Hey. Good morning, everyone. For XOLREMDI, I'm curious if you will be able to provide any type of sales guidance numbers moving into 2025. And then for the new Phase II data this morning, I mean I realize the numbers are small, but was there any data collected on infections, number of infections or types and then particularly for those patients where G-CSF was reduced?

Sure. So sales guidance for 2025, we're not yet providing that. We certainly -- as Mark mentioned, we'll provide some more robust insights into our commercial launch as we head into the year. In terms of infection data, I mean, as you can appreciate, this is a Phase II study. It was not designed to assess infection rates, no randomized comparator or comparator arm, no history collected. Importantly, though, we'd really like to remind everybody, in this population, ANC is proven to correlate with infection risk that is based on the G-CSF clinical trials and everyday use. So we're extremely pleased that with the fact that our ANCs are robustly increasing and the neutrophils are functional, we've actually gone one step further beyond the data with G-CSF in our own study. So we really hope we can remind everybody as it relates to infections, of course, that was part of our safety database, which will be published at a future point. But really, we’re incredibly excited about the totality of evidence and are locked and loaded for the Phase III.
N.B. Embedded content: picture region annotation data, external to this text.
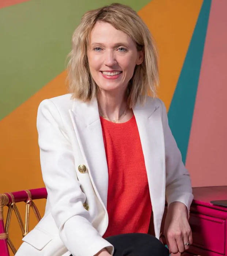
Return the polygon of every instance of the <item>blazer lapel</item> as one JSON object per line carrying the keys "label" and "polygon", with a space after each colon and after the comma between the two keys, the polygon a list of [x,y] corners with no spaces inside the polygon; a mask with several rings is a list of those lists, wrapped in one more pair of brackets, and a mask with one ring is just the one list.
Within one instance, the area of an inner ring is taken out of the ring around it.
{"label": "blazer lapel", "polygon": [[108,168],[98,109],[97,100],[84,103],[74,100],[69,112],[94,189],[106,208]]}
{"label": "blazer lapel", "polygon": [[155,231],[159,238],[164,208],[165,157],[161,108],[148,98],[144,106],[133,109],[147,174]]}

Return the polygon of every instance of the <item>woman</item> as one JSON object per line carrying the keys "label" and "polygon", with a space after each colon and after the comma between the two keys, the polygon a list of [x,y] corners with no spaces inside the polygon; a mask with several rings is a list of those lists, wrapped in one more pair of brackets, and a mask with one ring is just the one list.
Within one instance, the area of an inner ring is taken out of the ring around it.
{"label": "woman", "polygon": [[[157,59],[130,8],[113,4],[83,16],[69,54],[72,94],[38,108],[48,196],[16,256],[167,255],[157,239],[165,198],[169,249],[188,249],[191,182],[155,98]],[[152,211],[156,238],[147,234]]]}

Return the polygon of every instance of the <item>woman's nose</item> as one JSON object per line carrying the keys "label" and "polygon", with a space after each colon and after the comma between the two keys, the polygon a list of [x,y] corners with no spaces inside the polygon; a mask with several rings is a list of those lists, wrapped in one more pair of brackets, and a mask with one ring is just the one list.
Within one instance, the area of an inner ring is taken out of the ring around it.
{"label": "woman's nose", "polygon": [[113,51],[107,51],[105,53],[105,58],[104,64],[107,66],[111,67],[117,63],[115,58],[115,54]]}

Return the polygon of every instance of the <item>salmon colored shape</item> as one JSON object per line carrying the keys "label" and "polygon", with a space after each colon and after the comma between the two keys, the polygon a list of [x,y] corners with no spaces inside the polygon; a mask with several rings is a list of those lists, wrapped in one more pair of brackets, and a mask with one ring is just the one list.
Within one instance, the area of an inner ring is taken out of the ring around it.
{"label": "salmon colored shape", "polygon": [[[66,76],[66,72],[64,72],[0,122],[0,193],[44,186],[36,129],[37,110],[39,104],[44,99],[67,93]],[[45,200],[42,199],[36,202],[42,215],[44,212],[45,202]],[[25,204],[18,204],[23,220]],[[4,219],[6,210],[5,208]],[[31,217],[30,226],[32,228],[37,221],[32,213]],[[22,237],[14,215],[11,226],[10,237],[18,248],[22,242]]]}
{"label": "salmon colored shape", "polygon": [[193,187],[227,184],[226,10],[212,1],[186,161]]}
{"label": "salmon colored shape", "polygon": [[153,0],[138,13],[159,53],[158,96],[169,110],[203,3],[203,0]]}
{"label": "salmon colored shape", "polygon": [[1,0],[0,1],[0,9],[14,4],[20,4],[23,2],[27,2],[29,1],[29,0]]}

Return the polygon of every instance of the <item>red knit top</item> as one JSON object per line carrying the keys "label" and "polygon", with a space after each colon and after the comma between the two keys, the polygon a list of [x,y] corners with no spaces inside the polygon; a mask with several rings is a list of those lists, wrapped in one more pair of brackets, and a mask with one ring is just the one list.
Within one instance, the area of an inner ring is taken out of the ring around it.
{"label": "red knit top", "polygon": [[100,118],[109,172],[109,222],[103,236],[147,233],[151,203],[135,117],[122,124]]}

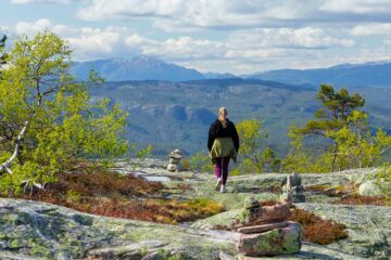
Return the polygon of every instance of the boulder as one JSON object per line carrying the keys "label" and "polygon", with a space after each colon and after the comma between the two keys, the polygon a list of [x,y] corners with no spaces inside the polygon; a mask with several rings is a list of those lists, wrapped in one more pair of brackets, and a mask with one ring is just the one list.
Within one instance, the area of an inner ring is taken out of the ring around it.
{"label": "boulder", "polygon": [[177,170],[177,165],[173,165],[173,164],[167,165],[167,171],[176,171],[176,170]]}
{"label": "boulder", "polygon": [[283,222],[289,219],[291,211],[287,204],[275,206],[264,206],[251,209],[244,209],[241,217],[242,224],[269,224]]}
{"label": "boulder", "polygon": [[367,181],[360,185],[358,194],[362,196],[382,196],[380,187],[376,184],[376,181]]}
{"label": "boulder", "polygon": [[243,234],[254,234],[254,233],[262,233],[266,231],[270,231],[274,229],[286,227],[289,225],[289,222],[279,222],[279,223],[270,223],[270,224],[263,224],[263,225],[251,225],[240,227],[237,231]]}
{"label": "boulder", "polygon": [[288,226],[258,234],[242,234],[237,244],[239,253],[249,257],[294,253],[301,248],[301,226],[290,222]]}

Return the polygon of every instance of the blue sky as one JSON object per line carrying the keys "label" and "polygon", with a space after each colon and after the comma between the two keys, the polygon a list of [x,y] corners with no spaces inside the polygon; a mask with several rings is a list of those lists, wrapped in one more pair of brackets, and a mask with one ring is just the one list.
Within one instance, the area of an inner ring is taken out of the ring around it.
{"label": "blue sky", "polygon": [[11,40],[49,29],[74,60],[157,56],[249,74],[391,60],[390,0],[0,0]]}

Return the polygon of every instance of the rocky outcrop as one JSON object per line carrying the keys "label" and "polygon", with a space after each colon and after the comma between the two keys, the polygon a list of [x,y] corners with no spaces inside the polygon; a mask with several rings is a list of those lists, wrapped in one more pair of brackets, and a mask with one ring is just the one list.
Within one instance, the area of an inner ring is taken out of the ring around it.
{"label": "rocky outcrop", "polygon": [[215,259],[235,255],[238,237],[0,198],[0,259]]}
{"label": "rocky outcrop", "polygon": [[242,234],[237,244],[238,251],[249,257],[294,253],[300,248],[301,226],[295,222],[262,233]]}
{"label": "rocky outcrop", "polygon": [[305,203],[302,177],[297,172],[288,176],[287,180],[283,182],[281,200],[289,203]]}
{"label": "rocky outcrop", "polygon": [[290,216],[286,204],[262,207],[255,199],[247,199],[240,223],[234,225],[242,233],[237,244],[238,252],[245,257],[263,257],[300,251],[301,226],[287,221]]}
{"label": "rocky outcrop", "polygon": [[358,194],[363,196],[382,196],[380,187],[376,184],[376,181],[366,181],[358,187]]}

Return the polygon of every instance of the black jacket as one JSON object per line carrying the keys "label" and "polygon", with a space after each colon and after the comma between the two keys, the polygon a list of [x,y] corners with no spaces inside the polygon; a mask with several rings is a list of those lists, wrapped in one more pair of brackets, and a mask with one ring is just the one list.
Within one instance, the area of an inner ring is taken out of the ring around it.
{"label": "black jacket", "polygon": [[234,146],[237,152],[239,152],[239,135],[236,130],[235,123],[227,118],[227,128],[223,127],[223,123],[216,119],[211,123],[209,136],[207,136],[207,150],[211,151],[213,142],[216,138],[231,138],[234,141]]}

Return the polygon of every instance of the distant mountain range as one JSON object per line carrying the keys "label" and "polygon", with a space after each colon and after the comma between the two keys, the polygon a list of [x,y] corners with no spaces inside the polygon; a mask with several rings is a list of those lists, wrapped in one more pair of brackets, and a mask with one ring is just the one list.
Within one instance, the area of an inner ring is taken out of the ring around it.
{"label": "distant mountain range", "polygon": [[342,64],[316,69],[277,69],[245,78],[274,80],[293,84],[329,83],[336,87],[391,87],[391,61]]}
{"label": "distant mountain range", "polygon": [[244,78],[302,86],[330,83],[336,87],[391,87],[391,61],[342,64],[316,69],[277,69],[241,76],[228,73],[201,74],[195,69],[149,56],[75,62],[73,66],[73,73],[80,80],[88,79],[91,69],[99,73],[106,81],[162,80],[181,82],[203,79]]}
{"label": "distant mountain range", "polygon": [[75,62],[73,65],[73,73],[80,80],[88,79],[91,69],[94,69],[106,81],[163,80],[178,82],[204,78],[195,69],[148,56]]}
{"label": "distant mountain range", "polygon": [[[264,145],[281,154],[288,151],[289,126],[303,126],[319,108],[317,88],[260,79],[202,79],[185,82],[157,80],[105,82],[91,88],[92,98],[111,98],[129,113],[129,142],[153,144],[154,155],[166,155],[174,148],[186,154],[205,151],[209,126],[219,106],[228,108],[235,122],[262,119],[262,131],[269,132]],[[391,133],[391,88],[349,88],[365,96],[364,109],[373,126]]]}

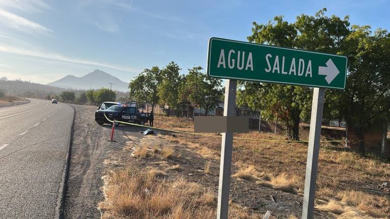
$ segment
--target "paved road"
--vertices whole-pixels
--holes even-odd
[[[74,111],[31,99],[0,108],[0,218],[58,216]]]

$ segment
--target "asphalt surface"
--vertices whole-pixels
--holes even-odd
[[[120,140],[121,137],[129,127],[117,127],[114,139],[118,140],[108,141],[111,126],[96,123],[96,106],[70,105],[75,114],[63,218],[100,218],[97,207],[104,199],[101,189],[104,161],[113,150],[122,150],[125,141]]]
[[[30,99],[0,108],[0,218],[58,218],[74,111]]]

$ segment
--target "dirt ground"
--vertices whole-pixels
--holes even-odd
[[[109,142],[107,140],[111,126],[100,126],[94,122],[95,107],[73,106],[76,110],[75,134],[64,218],[100,218],[101,215],[105,218],[138,218],[98,208],[102,203],[110,205],[110,200],[107,195],[105,197],[104,192],[110,186],[110,180],[107,179],[114,173],[129,168],[139,172],[157,170],[164,173],[164,182],[174,182],[182,178],[217,195],[221,139],[218,135],[172,135],[155,130],[155,135],[145,136],[140,131],[146,128],[120,125],[116,128],[116,141]],[[181,131],[192,128],[192,122],[185,120],[156,117],[157,127]],[[284,139],[281,135],[253,132],[236,136]],[[307,144],[236,139],[234,145],[230,212],[235,216],[232,218],[262,218],[267,210],[272,212],[270,218],[300,218]],[[148,156],[137,157],[141,148]],[[167,148],[171,150],[169,156],[163,155],[162,152]],[[390,166],[373,158],[354,156],[335,144],[321,144],[314,218],[388,218],[385,216],[390,211],[388,196],[378,186],[388,181]],[[237,176],[251,166],[254,172],[250,174],[255,175],[255,180]],[[283,192],[283,189],[270,186],[269,184],[259,184],[261,179],[257,178],[265,176],[264,178],[269,178],[266,182],[271,183],[272,178],[281,175],[285,178],[282,179],[290,181],[285,182],[294,186],[294,192]],[[346,193],[355,191],[361,193]],[[360,202],[348,198],[353,196],[357,196]],[[371,202],[365,202],[366,199]],[[340,202],[337,207],[329,205],[335,201]],[[366,215],[369,210],[367,208],[373,211]],[[340,217],[347,213],[345,212],[347,210],[351,211],[353,216],[355,214],[363,216],[353,217],[345,214]],[[250,216],[237,216],[236,211],[245,212],[245,215]],[[110,216],[105,217],[108,215]]]
[[[105,161],[108,173],[125,168],[137,168],[147,171],[150,168],[156,169],[166,173],[167,180],[174,180],[183,177],[190,182],[196,182],[207,188],[215,195],[218,193],[219,180],[219,160],[205,158],[186,145],[172,142],[165,139],[164,132],[156,131],[156,135],[146,135],[138,132],[145,128],[125,127],[121,143],[124,140],[126,146],[123,149],[112,152]],[[175,138],[175,137],[171,137]],[[122,140],[123,139],[123,140]],[[220,143],[219,143],[220,144]],[[147,145],[153,149],[172,147],[174,152],[170,158],[159,155],[146,158],[133,157],[132,154],[137,147]],[[205,173],[206,164],[210,166],[209,172]],[[233,165],[232,173],[237,172],[238,167]],[[260,216],[267,210],[272,212],[272,218],[286,218],[291,215],[301,216],[303,197],[281,191],[259,186],[254,182],[236,177],[231,178],[231,199],[232,202],[251,213]],[[316,218],[333,218],[331,213],[317,209]],[[118,218],[120,218],[118,217]],[[132,217],[128,217],[132,218]]]

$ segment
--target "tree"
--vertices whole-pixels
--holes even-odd
[[[4,90],[0,89],[0,98],[4,97],[6,95],[6,92]]]
[[[205,110],[214,109],[222,96],[222,81],[201,72],[201,66],[194,67],[186,76],[186,81],[180,91],[181,98],[188,99],[192,105],[199,105]]]
[[[79,94],[79,96],[76,99],[76,101],[78,103],[84,104],[87,101],[87,95],[86,92],[84,91],[82,92]]]
[[[93,90],[89,90],[87,91],[86,92],[85,92],[85,96],[87,97],[87,100],[88,100],[88,102],[89,102],[91,103],[95,103],[95,100],[93,98],[94,96],[94,91]]]
[[[179,75],[180,70],[177,64],[171,62],[161,71],[161,84],[157,88],[159,102],[166,104],[170,108],[178,108],[182,100],[179,91],[185,77]]]
[[[390,33],[377,29],[372,34],[369,26],[353,25],[345,43],[349,66],[346,89],[339,94],[340,113],[356,131],[364,155],[365,132],[375,121],[389,119]]]
[[[340,53],[343,41],[350,31],[348,17],[324,16],[326,9],[315,16],[302,14],[295,23],[289,23],[282,16],[266,24],[253,22],[250,42],[260,44]],[[261,110],[268,119],[280,121],[290,139],[299,139],[299,123],[308,117],[312,90],[308,87],[240,82],[238,102],[253,110]]]
[[[108,88],[102,88],[93,92],[93,100],[95,102],[100,103],[105,101],[114,101],[115,99],[116,93]]]
[[[161,80],[161,70],[158,66],[146,68],[129,83],[129,94],[137,100],[150,103],[153,108],[158,102],[157,88]]]
[[[72,91],[62,91],[59,95],[59,97],[63,101],[67,103],[70,101],[74,101],[76,99],[75,92]]]

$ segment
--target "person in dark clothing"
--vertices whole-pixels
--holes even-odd
[[[149,115],[149,126],[153,127],[153,121],[154,120],[154,116],[153,114],[153,111],[150,112]]]

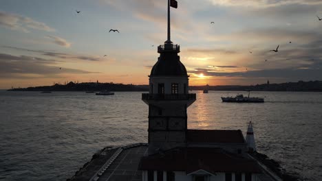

Okay. Great. Thanks for taking the questions.

Thank you. And this concludes our Q&A session. I will now turn the call over to Paula Ragan for closing comments.

Well, thank you so much for joining us on the call today. As you can appreciate, we are very excited about these data, and we are on track to deliver value. So from all of us at X4, stay classy, and have a great day.

And this does conclude today's program. Thank you for your participation. You may disconnect at any time.